Horn intentó huir de la asfixia que le provocaba la Alemania nazi con una serie de viajes al extranjero. Fue aquello de la pescadilla y la cola: según se empapaba de lo que sucedía en el resto de Europa, renegaba más del Reich. Pero nunca plantó cara por temor. «Era un cobarde», repite en sus memorias. En 1939 no se presentó voluntario, como sí hicieron otros compañeros, para ir a la guerra. Tenía miedo; el mismo que le habían transmitido sus padres, y prefería refugiarse en la filosofía y la música. Así lo hizo hasta que le llegó la citación del estado para el Servicio de Trabajo («Reichsarbeitsdienst») en 1940. Allí empezaron a moldearlos para el combate. «Fuimos reducidos a animales con ropa. El propósito era someternos y desterrar los pensamientos independientes».
Miedo, muerte y Rusia
A pesar de ello continuó con sus estudios de música bajo la tutela de profesores de baja estofa. No por falta de liquidez para sufragar mejores clases, sino porque los artistas punteros habían huido del país. En Alemania, la cultura quedó relegada. Todo estaba prohibido, desde algunas sonatas hasta libros considerados impuros. Horn conocía y utilizaba ese material, pues en el mundo del arte dejaba la cobardía a un lado. Durante meses se aferró a aquello, pero, el 4 de febrero de 1941, recibió la orden de unirse a la «Wehrmacht». Allí comenzó su mayor pesadilla. Tras un entrenamiento destinado a «la completa negación del individuo» fue trasladado a Dinamarca, donde se ofreció a ser tambor para evitar empuñar un fusil. Pero la tranquilidad no duró mucho, ya que pronto le enviaron al temible frente ruso.
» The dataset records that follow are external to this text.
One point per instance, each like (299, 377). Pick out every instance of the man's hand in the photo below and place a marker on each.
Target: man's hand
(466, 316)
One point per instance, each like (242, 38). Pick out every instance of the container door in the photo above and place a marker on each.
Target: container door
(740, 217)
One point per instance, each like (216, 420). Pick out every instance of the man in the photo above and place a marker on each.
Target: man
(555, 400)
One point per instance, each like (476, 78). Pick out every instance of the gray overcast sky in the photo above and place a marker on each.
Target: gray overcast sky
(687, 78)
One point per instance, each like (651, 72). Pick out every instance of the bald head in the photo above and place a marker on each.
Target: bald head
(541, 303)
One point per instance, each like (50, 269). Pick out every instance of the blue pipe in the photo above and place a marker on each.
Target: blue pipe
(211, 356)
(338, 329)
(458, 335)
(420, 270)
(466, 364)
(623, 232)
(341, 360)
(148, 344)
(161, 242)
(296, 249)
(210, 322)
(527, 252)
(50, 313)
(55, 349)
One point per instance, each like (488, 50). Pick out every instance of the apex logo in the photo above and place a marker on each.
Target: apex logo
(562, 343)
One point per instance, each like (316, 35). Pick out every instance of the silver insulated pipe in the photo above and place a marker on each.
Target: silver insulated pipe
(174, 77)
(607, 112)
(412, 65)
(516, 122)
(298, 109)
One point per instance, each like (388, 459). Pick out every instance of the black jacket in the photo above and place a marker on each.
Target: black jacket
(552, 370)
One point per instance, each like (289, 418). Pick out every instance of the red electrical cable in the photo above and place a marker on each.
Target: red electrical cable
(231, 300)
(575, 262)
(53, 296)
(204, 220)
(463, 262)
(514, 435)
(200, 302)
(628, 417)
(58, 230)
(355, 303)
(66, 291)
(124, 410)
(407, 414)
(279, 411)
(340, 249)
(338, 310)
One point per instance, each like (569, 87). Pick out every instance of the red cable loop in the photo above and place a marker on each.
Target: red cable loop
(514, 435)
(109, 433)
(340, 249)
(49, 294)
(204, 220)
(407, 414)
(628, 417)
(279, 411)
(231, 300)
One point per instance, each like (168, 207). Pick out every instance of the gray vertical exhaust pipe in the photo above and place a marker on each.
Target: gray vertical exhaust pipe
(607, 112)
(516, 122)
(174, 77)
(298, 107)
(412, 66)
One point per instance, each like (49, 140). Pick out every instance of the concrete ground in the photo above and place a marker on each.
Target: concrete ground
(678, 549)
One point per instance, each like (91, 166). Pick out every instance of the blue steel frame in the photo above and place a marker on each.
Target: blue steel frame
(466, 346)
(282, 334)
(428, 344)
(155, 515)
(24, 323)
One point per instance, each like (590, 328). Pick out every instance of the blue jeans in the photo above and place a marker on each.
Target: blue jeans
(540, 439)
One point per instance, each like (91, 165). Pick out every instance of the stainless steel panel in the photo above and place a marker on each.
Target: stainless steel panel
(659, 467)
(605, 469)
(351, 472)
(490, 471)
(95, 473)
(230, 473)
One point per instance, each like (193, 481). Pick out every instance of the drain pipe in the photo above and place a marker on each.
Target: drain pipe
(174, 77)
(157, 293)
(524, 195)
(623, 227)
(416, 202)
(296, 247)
Allí vio como los hombres se mataban entre ellos a pesar de que muchos soldados rusos tenían sus mismos anhelos y miedos. Aunque lo que más le asombró fueron las tropelías perpetradas por los miembros de las SS contra judíos y soviéticos. La primera vez que vio un tren cargado de reos fue en su avance hacia la estepa: «Cuando nos acercamos, extendieron sus sucias manos y nos suplicaron. Al instante, las SS hicieron restallar sus látigos y los golpearon y golpearon». El verdadero golpe moral lo obtuvo años después, cuando se topó con un ferrocarril que se dirigía a un campo de concentración: «Oí sonidos sordos de cuerpos que, arrojados desde los vagones, aterrizaban en el suelo. Los montones iban creciendo. Todos llevaban trajes a rayas. Eran puro esqueleto y sus ojos casi solo una cavidad. Nada podía disculpar los crímenes allí cometidos».
También observó que los soldados no eran más que peones en el juego de ajedrez del Reich. Su obra demuestra que ellos mismos lo sabían y renegaban del amado líder. «Ninguno murió con las palabras “Alemania” o “Führer” en la boca. Solo decían “mamá”». Tras regresar a casa herido, en 1942 huyó del frente de una forma caballeresca: haciéndose médico. «Al 95% de mis 120 compañeros les pasaba lo mismo». Meses de estudio después fue destinado a diferentes frentes alejados de Rusia. Así pasaron los años hasta que, en mayo de 1945, recibió la noticia del suicidio de Hitler. Eso le llevó a vivir su última aventura. Trató de escapar con algunos de sus compañeros en una ambulancia que fue detenida por partisanos. Estos, por un milagro que no desvelaremos, abandonaron sus ansias de venganza y les dejaron vivir. El resto es historia: se marchó con su mujer a Dinamarca, se nacionalizó y empezó a dibujar como terapia.